He smiles. “I like that you’re thinking about the future. I’ll have plenty of chances to give you what you want.”
It hadn’t even occurred to me before today that Jonah might have been considering a onetime fling. Now that I think about it, that makes more sense than assuming we’d keep playing out this scenario. But I’ve wanted this too long, too much, to assume one night will be enough to get it out of my system. If Jonah’s the right partner for this fantasy, then we have a chance I don’t intend to waste.
Already I sense that one taste of Jonah Marks won’t be enough.
“Yes.” I meet his eyes evenly. “Assuming we decide we like it.”
“I think we will.” My God, his smile right now—it’s hungry, and animal, and I know he’s imagining having me. This instant. The knowledge shakes me in the best possible way.
The waiter shows up with Jonah’s wine. We both fall silent just as long as it takes for Jonah to accept the glass and toss the waiter a twenty. “No change.”
This wine was only $10 a glass. The waiter brightens. Me, I’m glad I bought my own drink. I don’t want to owe anything to Jonah Marks. Yet.
As soon as we’re alone again, Jonah says, “We should talk about what you don’t want the first time versus what you don’t want, ever. If we set the ground rules up front, it’s going to be better for both of us.”
That makes sense. I’ve been thinking this through ever since he made his audacious offer, and by now I think I know what to say. That doesn’t make it easy to get the words out. “Well. Let’s see. I already said that I don’t want you to tie me up the first time, and I guess we worked out the safe-sex thing . . .”
Jonah nods, a touch impatient. Although I never noticed him moving, he seems to have edged closer to me on the sofa. Our knees are nearly touching, now, and his gaze is locked on mine. My uncertainty is a turn-on for him, I realize. How could it be any other way?
Knowing he feeds off my fear makes me even more nervous. It takes me a few seconds to continue. “Okay. Some things I don’t want you to do, ever—one, no weapons. If you have a knife or a gun or something, it’s not going to be hot for me. It’s going to scare me to death.”
Jonah looks startled. He must never have considered that. “No weapons. Absolutely.”
I count the next point off on my fingers. “Two, I realize I might get—banged around during all this, but please try not to actually injure me or cause me serious pain. I’m not a masochist; I don’t get off on that kind of thing.”
“I’m not a sadist, so that works.”
Maybe he’s not a sadist in the physical sense. Emotionally? He has to be. How can you dream about raping women and not enjoy hurting people, in soul if not in body? I guess if you don’t understand what that does to a woman—how badly rape screws with your head, the scars it leaves—you could imagine that your pleasure wouldn’t cause someone else lasting pain.
For a moment I’m angry. I want to tell Jonah everything he doesn’t understand. Make him know how terrible it is.
But I need him to be fucked up, don’t I? The only possible partner for these games is someone as bent as I am.
“All right,” I say. “Third, you don’t film this. You don’t make an audio recording, and you don’t take photographs.”
He looks disappointed. That’s something he wanted, then. “I’d never put anything like that online, or show it to anybody.”
“I believe you, but stuff like that can fall into the wrong hands. Remember the scandal with all those movie stars last year? Some ‘revenge porn’ sites actually hack people’s computers and cell phones. They steal the images if they can.”
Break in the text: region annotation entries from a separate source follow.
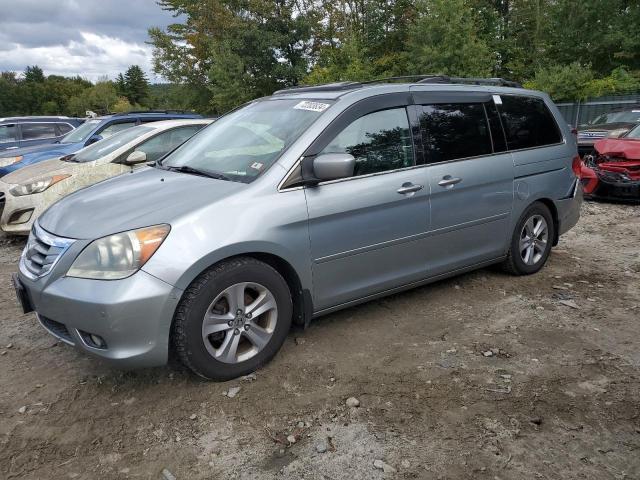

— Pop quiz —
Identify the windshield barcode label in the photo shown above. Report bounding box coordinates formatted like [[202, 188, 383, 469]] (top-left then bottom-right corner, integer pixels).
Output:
[[293, 101, 331, 112]]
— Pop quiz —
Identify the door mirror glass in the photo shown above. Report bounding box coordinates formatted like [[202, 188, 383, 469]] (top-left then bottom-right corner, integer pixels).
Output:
[[313, 153, 356, 182], [87, 135, 102, 145], [124, 150, 147, 165]]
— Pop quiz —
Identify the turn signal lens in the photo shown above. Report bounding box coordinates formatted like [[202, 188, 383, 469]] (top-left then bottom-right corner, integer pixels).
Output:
[[133, 225, 169, 266]]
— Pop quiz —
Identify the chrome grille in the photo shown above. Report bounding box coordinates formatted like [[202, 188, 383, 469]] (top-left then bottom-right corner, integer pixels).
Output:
[[20, 223, 73, 278]]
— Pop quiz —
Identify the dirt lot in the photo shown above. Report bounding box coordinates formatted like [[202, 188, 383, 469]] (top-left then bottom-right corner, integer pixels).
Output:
[[0, 204, 640, 479]]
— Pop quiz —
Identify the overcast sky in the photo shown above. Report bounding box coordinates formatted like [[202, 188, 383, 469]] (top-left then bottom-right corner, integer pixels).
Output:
[[0, 0, 176, 82]]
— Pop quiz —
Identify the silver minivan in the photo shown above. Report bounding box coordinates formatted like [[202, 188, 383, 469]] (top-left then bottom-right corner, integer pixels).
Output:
[[14, 77, 582, 380]]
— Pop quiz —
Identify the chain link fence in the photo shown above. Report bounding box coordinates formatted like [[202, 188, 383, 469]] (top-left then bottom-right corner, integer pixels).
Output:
[[556, 92, 640, 127]]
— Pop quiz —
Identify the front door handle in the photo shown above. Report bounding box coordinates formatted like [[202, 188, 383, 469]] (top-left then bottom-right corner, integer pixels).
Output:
[[396, 182, 422, 195], [438, 175, 462, 187]]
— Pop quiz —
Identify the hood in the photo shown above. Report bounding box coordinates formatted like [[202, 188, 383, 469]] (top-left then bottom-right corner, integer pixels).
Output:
[[38, 168, 247, 239], [0, 143, 82, 158], [2, 158, 71, 184], [593, 138, 640, 160], [578, 122, 637, 132]]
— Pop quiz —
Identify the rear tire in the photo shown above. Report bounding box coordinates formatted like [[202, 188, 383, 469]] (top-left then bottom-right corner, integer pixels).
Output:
[[171, 257, 293, 381], [502, 202, 555, 275]]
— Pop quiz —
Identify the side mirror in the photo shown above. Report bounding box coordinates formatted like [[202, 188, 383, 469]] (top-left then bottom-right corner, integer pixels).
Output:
[[302, 153, 356, 185], [87, 135, 102, 146], [124, 150, 147, 165]]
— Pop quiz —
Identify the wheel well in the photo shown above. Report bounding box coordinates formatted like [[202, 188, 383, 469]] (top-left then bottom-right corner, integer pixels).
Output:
[[537, 198, 560, 247], [226, 252, 313, 326]]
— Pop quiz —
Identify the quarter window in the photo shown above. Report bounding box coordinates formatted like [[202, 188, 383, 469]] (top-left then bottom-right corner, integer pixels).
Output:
[[420, 103, 492, 163], [499, 95, 562, 150], [0, 125, 18, 143], [321, 108, 414, 176], [20, 123, 56, 140]]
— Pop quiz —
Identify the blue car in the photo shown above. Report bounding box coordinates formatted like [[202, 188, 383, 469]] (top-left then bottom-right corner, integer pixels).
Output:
[[0, 117, 85, 152], [0, 111, 202, 177]]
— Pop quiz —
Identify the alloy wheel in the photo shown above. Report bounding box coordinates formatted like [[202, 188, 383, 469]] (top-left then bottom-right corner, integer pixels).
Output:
[[519, 215, 549, 265], [202, 282, 278, 363]]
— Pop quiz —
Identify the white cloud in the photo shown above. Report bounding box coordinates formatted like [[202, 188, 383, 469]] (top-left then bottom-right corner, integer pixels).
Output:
[[0, 0, 180, 81], [0, 32, 160, 81]]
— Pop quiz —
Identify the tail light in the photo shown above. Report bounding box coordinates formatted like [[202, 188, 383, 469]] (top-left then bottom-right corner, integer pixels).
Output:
[[571, 155, 582, 178]]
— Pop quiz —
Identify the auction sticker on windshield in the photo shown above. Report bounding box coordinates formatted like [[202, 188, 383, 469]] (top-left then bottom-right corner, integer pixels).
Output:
[[293, 100, 331, 112]]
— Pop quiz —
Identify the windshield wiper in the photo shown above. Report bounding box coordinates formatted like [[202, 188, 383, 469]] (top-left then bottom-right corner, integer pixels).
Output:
[[158, 164, 232, 182]]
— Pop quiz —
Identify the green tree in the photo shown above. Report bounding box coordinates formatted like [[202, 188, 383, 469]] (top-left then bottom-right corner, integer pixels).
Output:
[[408, 0, 495, 77], [122, 65, 149, 105], [149, 0, 313, 112], [24, 65, 45, 83]]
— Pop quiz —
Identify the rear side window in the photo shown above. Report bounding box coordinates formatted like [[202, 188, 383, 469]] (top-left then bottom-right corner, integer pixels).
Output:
[[499, 95, 562, 150], [420, 103, 492, 163], [322, 108, 414, 176], [20, 123, 56, 140]]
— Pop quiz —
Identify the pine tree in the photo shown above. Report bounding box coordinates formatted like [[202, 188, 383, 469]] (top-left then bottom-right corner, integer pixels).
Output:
[[122, 65, 149, 105]]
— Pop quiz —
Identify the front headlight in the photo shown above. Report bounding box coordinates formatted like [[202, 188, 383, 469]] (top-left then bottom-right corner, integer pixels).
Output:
[[0, 155, 22, 167], [67, 225, 171, 280], [9, 175, 71, 197]]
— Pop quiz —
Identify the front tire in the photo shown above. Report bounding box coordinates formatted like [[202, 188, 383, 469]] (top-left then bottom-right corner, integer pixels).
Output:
[[171, 257, 293, 380], [502, 202, 555, 275]]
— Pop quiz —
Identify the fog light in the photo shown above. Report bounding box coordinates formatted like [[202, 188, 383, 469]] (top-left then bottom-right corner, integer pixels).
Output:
[[78, 330, 107, 350]]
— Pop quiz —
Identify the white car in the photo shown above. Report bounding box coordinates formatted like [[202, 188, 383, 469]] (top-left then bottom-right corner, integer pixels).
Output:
[[0, 119, 213, 235]]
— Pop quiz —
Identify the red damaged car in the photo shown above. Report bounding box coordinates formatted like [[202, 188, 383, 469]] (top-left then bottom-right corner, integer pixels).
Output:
[[580, 125, 640, 202]]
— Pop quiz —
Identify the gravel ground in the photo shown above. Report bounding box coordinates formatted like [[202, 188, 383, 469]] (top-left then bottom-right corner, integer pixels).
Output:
[[0, 204, 640, 479]]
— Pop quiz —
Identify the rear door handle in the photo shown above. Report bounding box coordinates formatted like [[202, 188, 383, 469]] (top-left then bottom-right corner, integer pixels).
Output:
[[396, 182, 422, 195], [438, 175, 462, 187]]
This is when I learn what Jonah Marks looks like when he’s angry. His expression darkens, as do his gray eyes. His body tenses, like he wants to throw a punch but isn’t going to let the guy know when it’s coming. “Any man who would do that to a woman is scum.”
I nod. It’s so strange, the division within him—how he can simultaneously hate men who take advantage of women and yet fantasize about being one of them. “So no recordings, no pictures?”
He gives in gracefully. “None.”
“Okay. Finally—this is my last not-ever thing, I think—” I glance around the bar to be sure nobody has wandered closer while I was distracted. Nobody has, but I lower my voice anyway. “Please don’t come on me.”
Jonah blinks, as if he’s surprised. I guess he would be. We’re talking about getting as kinky as anyone can, yet I don’t want him to do something that ordinary.
I don’t. I really, really don’t.
At last he says, “Okay. I won’t.”
If he’s not coming on me, he’ll come in me. I imagine him in my mouth. Suddenly I want to taste him so badly I nearly moan.